Berkeley is coming off its spring break, and so far the speakers have primarily been founders of startups that even the most tech-phobic San Franciscans may have heard of, like Jason Wang of Caviar, Tarpenning of Tesla and Jack McCauley of Oculus. Most of the founders are graduates of Berkeley, which adds a public school ethos to this DeCal.
In the next month, the DeCal has prominent venture capitalists like Josh Elman of Greylock Partners, and Vinod Khosla — famous outside tech circles as that billionaire fighting public access at Martins Beach by Half Moon Bay. They aren’t Mark Zuckerberg or Musk, but these speakers are critical figures who have shaped a large part of Silicon Valley as we know it.
Until this DeCal, A-list entrepreneurial classes in Silicon Valley have been reserved for private settings, whether it be at a private tech convention or a closed-setting class at Stanford. This DeCal democratizes the know-how to students and non-students alike. “When we came on campus, this was the class we very much wanted to take,” said freshman Jimmy Liu, who is one of the five student organizers.
When I graduated in Berkeley in 2014, the startup scene in Berkeley was just beginning to bloom, with campus accelerators starting to encourage students to pursue their own startup idea. Now, a quick look around the campus shows how much it has grown. For example, the old Copy Central building right across from campus has been turned into a Berkeley-centric venture capital fund called The House Fund.
With new centers and programs for entrepreneurship, Berkeley is trying to keep up with Stanford as the premier Silicon Valley talent pipeline. Considering its geography, being right across the Bay, it makes sense. But should a public university like Berkeley even encourage entrepreneurship, considering the moral and ethical questions many raised about Silicon Valley?
Perhaps I’m putting too much pressure on five kids trying to create something cool. But one encouraging fact I found when speaking to Liu and fellow organizer Zuhayeer Musa was that they were intent on promoting diversity in who takes their class. Despite an overwhelmingly male percentage, 30 percent of students in the DeCal are women and a variety of non-STEM majors are represented in the class.
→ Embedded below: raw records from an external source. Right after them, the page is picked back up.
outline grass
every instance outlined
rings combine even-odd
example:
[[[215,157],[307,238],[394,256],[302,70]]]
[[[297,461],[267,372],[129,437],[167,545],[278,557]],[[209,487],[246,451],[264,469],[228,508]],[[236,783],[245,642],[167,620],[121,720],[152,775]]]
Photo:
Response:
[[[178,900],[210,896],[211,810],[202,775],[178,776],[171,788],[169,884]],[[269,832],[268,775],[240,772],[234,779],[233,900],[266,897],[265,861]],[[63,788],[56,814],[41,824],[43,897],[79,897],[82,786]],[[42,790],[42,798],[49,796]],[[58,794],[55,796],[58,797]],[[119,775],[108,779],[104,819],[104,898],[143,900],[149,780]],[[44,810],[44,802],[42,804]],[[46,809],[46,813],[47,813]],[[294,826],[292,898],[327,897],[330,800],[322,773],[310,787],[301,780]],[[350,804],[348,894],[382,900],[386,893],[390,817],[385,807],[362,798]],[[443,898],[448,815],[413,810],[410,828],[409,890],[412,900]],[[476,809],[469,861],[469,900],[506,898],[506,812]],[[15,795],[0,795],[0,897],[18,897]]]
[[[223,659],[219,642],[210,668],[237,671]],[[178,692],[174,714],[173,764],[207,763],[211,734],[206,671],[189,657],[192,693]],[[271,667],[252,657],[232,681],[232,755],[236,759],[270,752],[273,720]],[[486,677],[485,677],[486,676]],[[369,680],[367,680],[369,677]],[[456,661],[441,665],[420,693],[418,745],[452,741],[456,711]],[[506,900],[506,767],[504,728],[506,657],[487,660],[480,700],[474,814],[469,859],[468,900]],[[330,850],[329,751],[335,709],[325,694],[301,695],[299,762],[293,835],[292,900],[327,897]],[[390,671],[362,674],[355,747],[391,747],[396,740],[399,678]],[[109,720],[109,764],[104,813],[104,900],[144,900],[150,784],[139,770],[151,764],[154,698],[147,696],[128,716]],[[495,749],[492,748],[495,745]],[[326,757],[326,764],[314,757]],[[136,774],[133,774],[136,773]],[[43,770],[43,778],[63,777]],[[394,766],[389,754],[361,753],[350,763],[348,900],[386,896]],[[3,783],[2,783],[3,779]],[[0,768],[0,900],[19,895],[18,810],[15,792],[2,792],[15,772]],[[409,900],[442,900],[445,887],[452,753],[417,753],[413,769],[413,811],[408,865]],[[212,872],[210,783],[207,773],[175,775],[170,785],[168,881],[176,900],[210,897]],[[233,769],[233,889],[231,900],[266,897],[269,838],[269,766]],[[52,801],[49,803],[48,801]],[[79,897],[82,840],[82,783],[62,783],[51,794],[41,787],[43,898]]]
The DeCal is going to continue and grow, the student organizers assure me. Their top guy to book next semester? Y Combinator founder Sam Altman — a Stanford alumnus.
I attended a panel about the balance of power between journalism and tech platforms last week. Considering Facebook and Google siphons the lion’s share of advertising revenue from publishers, I hoped we would be able to call out the platforms for its role in atrophying the journalism industry at the event.
I was wrong. As the Facebook vice president in the panel served up one platitude after another, the journalism professors and editors on the panel offered little pushback or good ideas. As a young journalist trying to float above this sinking ship, it was one of the most depressing things I’ve seen in relation to my career.
Two of the solutions offered were Facebook providing more platforms for outlets to better advertise their subscriptions or donations and having platforms donate $100 million for investigative journalism across all 50 state capitols.
But here’s the thing: Facebook is now the dealer in a drug crisis, offering crap (Instant Articles, fake news) at an extortionate price. These solutions are like asking the drug dealer to build drug addiction clinics as they sell more drugs. In a buyer-seller market quite like this, there is no balance of power to discuss.